Dir: Gianni Di Gregorio. Italy. 2011. 88mins
Breaking no new ground but delighting its audience nevertheless, Gianni Di Gregorio’s follow-up to his surprise hit Mid-August Lunch sees the writer-director reprising the mild-mannered ageing Roman mamma’s boy character from that film. This time round he’s required not to look after four old ladies but to prove he’s still got what it takes by finding himself a lover. Though it at first feels a little inconsequential, this humane comedy is given depth by the vein of melancholy and poetic longing that runs through its gentle comic sketch structure.
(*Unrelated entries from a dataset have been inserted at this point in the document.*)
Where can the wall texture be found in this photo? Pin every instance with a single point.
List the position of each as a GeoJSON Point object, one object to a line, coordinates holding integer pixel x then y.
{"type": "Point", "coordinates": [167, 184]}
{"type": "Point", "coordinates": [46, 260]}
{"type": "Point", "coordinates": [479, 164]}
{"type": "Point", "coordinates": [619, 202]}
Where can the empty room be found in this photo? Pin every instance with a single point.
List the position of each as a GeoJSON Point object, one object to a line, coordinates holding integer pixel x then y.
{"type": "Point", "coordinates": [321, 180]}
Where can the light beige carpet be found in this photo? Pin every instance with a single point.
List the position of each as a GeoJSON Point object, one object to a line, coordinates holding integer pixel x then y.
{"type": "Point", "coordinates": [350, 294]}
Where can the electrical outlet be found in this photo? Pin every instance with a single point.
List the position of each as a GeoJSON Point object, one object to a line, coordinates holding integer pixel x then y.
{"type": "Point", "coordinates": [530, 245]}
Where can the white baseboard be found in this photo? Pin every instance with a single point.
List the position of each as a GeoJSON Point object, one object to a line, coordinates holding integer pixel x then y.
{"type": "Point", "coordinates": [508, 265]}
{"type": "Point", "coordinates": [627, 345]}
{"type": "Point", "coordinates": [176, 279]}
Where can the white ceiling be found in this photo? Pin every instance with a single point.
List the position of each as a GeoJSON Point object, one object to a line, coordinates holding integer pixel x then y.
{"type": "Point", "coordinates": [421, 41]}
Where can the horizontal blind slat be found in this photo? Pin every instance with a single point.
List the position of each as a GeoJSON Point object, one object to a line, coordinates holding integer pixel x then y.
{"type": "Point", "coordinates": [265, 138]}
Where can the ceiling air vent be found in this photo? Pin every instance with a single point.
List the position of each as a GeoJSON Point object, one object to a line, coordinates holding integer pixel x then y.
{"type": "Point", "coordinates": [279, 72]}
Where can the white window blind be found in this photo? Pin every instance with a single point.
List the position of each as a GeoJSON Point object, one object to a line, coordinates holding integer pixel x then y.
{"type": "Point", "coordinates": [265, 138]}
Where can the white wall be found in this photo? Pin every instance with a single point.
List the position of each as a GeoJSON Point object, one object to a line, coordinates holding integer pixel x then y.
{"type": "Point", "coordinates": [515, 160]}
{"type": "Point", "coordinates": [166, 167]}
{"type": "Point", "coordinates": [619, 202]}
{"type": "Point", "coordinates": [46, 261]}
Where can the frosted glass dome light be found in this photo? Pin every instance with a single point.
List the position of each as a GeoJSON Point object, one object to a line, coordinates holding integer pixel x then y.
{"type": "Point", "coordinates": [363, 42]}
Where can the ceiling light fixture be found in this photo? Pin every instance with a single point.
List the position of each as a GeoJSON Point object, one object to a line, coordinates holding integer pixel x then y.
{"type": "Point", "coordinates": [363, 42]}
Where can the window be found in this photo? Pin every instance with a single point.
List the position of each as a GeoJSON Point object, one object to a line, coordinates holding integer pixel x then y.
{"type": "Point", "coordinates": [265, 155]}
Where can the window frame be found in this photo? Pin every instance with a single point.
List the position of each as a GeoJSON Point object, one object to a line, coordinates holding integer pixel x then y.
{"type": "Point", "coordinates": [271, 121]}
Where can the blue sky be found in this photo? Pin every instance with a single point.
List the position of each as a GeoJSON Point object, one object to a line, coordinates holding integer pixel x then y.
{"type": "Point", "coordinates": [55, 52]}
It’s the everyday realism and quietness of the comedy that wins us round in the end, plus the refusal to opt for a neat ending
Like Nanni Moretti or Woody Allen, Di Gregorio mines his own long-suffering face and character for comedy, and he has such sympathetic presence and charm that he can probably run for a couple more films at least before we start demanding more of a story. Unlike Mid-August Lunch, which built on word-of-mouth buzz from small beginnings, The Salt of Life (Gianni e le donne) will benefit from a slick marketing campaign and healthy rollout on its 11 February Italian release, and should at least match its predecessor’s broad arthouse reach on home ground.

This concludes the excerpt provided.